If the structure of the document does not change during the operation of the application, i.e. your process is as follows - you have agreed on the structure of the document coming in the request and in case of changing its structure, release a new version of the product that will work with the new version of the request. If so, then this property is suitable for you and RDBMS. If the data format may be different with each request, it is unlikely that a RDBMS would be a good option. RDBMS gives you more control over data integrity - it controls torture to write data of an incorrect type to the table cell, or incorrect data in which part of the data is missing. With regards to NoSQL DBMS, the document-oriented type is more suitable for you, since in essence, your request is a document in JSON format, which you most likely write in unchanged form in the database. NoSQL such as MongoDB works directly with data in JSON format (in fact, BSON is used), which allows you to greatly simplify the operation of writing data to the database and focus on developing tools for analyzing this data. What is essentially required from your project. Based on the above, if you choose an RDBMS, you will need to spend additional resources on developing code that will transform your data into a relational view, as well as on developing a relational representation of your data — a set of tables and relationships between them.

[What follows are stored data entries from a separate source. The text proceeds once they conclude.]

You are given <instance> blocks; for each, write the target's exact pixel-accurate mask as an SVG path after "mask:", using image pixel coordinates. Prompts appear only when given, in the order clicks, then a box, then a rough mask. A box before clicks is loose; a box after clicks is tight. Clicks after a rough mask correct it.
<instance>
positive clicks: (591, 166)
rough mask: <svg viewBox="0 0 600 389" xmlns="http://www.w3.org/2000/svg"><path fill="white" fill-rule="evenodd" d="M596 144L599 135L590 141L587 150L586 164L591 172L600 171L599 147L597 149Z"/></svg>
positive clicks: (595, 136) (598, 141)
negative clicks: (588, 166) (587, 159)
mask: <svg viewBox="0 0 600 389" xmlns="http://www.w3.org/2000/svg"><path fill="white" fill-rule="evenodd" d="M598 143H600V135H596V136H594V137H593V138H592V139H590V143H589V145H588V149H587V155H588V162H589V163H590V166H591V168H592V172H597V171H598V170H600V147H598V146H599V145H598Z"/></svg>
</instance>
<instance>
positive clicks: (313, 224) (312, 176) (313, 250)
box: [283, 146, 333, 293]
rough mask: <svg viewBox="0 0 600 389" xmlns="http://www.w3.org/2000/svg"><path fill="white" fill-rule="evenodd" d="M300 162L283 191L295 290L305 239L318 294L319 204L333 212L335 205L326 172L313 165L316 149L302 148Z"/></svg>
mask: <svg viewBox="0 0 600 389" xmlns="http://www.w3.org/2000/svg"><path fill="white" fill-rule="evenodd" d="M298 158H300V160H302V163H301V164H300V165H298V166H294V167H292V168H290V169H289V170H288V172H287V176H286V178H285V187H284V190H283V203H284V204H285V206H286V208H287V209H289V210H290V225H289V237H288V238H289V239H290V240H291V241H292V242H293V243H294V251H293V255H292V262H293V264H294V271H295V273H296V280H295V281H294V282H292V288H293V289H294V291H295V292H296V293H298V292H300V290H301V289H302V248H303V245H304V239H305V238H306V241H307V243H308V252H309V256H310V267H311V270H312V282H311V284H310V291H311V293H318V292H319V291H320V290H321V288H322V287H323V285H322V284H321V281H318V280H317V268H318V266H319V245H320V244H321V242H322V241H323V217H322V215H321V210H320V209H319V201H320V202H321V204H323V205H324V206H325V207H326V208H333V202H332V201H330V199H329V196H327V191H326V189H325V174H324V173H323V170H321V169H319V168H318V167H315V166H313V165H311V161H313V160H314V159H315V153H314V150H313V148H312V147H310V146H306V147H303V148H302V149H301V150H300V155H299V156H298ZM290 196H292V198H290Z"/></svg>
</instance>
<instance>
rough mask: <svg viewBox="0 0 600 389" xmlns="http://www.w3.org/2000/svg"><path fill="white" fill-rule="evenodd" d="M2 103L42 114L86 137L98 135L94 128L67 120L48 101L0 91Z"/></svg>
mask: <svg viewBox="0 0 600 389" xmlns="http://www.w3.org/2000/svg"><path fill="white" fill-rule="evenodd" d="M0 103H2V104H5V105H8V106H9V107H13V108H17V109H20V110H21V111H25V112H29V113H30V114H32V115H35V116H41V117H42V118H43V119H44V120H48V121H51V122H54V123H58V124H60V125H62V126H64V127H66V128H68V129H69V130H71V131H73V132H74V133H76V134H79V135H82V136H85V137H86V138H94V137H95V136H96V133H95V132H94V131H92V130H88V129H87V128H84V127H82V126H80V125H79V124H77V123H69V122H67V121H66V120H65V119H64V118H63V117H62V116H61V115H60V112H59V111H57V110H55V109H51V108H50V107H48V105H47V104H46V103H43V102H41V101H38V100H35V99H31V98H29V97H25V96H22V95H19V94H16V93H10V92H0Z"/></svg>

but something terrible turned out, about 200 tables and creepy joins in queries
With regards to the tables, I formulated a comparison above; in the case of a NoSQL database storing data in JSON, you will not need any serious additional effort to write data. In the case of a denormalized structure with a doc.-or. DBMS you have two solutions to the problem:
- Full denormalization - then each document will store all its constituent data within itself and obtaining and changing them will be a simple task. But you will encounter problems updating common entities for the entire set of documents, since each will contain copies of it.
- All external entities stored in separate documents and refer to them, the approach is similar to the approach of the RDBMS and in fact is an attempt to normalize the data. In this approach, the same difficulties will arise with "creepy joins in queries", but this will not be solved by means of the SQL language, but by combining the necessary collections of representing documents directly in the code.
In essence, the mix of these approaches will be optimal, you will see where it is easier for you to store data as aggregates and where to use links to common entities.
We also encountered the problem that the document itself and the entities associated with it often change (some fields and links to other entities are added and removed).
This problem, which is also related to the previous one, can be easily solved with the help of graph DBs, which are created for the purpose of easy management of many entities interconnected in a complex way. There are also mixed models that combine graph and document-oriented approach - OrientDB. This approach can in your case radically simplify the solution of the current problem. But it is important to understand that if your system acquires new functionality, this approach may not be optimal for the new functionality, and in this case you should add another system with the appropriate type to the system - multivariate persistence. I think OrientDB or a similar system combining graph and doc.-oriented approach will free you from the many problems associated with the inconsistency of your data and DBMS structure.
Therefore, question number 1: What would you advise, in principle, to store such data and work with them?
I would advise you OrientDB or equivalent. Yes, you have to learn a new technology. But it is extremely important to understand that the biggest problems appear when the project is already launched, settled and it is necessary to actively develop it. Due to the unsuccessful selection of the model at the beginning, as the complexity of the project grows, it becomes overwhelmed with problems like a snowball, to introduce / delete / modify a new field or table you will have to put an incredible amount of effort, just to modify queries that will affect this change . My conclusion is to choose the storage system that will be most natural for your task and focus on solving the problem - data analysis.
Also, unfortunately, there is the task of storing the history of changes for each document, including entities associated with it, it is necessary that the user can view the history of document changes (what, by whom and when changed), if desired, roll them back, and also see the list of all documents and their changes within the project (roughly speaking, this is the name of group changes)
Many NoSQL DBMSs support the built-in auditing mechanism - MongoDB, OrientDB, both with the purchase of a commercial license. But you can search for a solution from the community or write it yourself.
Summing up:
Based on the problem you described, the DBMS is suitable for you - a mixture of graph and document-oriented (optimally, storing data in JSON). Because you have all the data originally presented in JSON and have many links to each other. You gave an example of such a DBMS, you can look in the direction of alternatives.
Before choosing, I advise you to read a book (not large in size) - "NoSQL. New methodology for developing non-relational databases." Translation into Russian is somewhat crooked, but enough to understand what NoSQL DB can give you.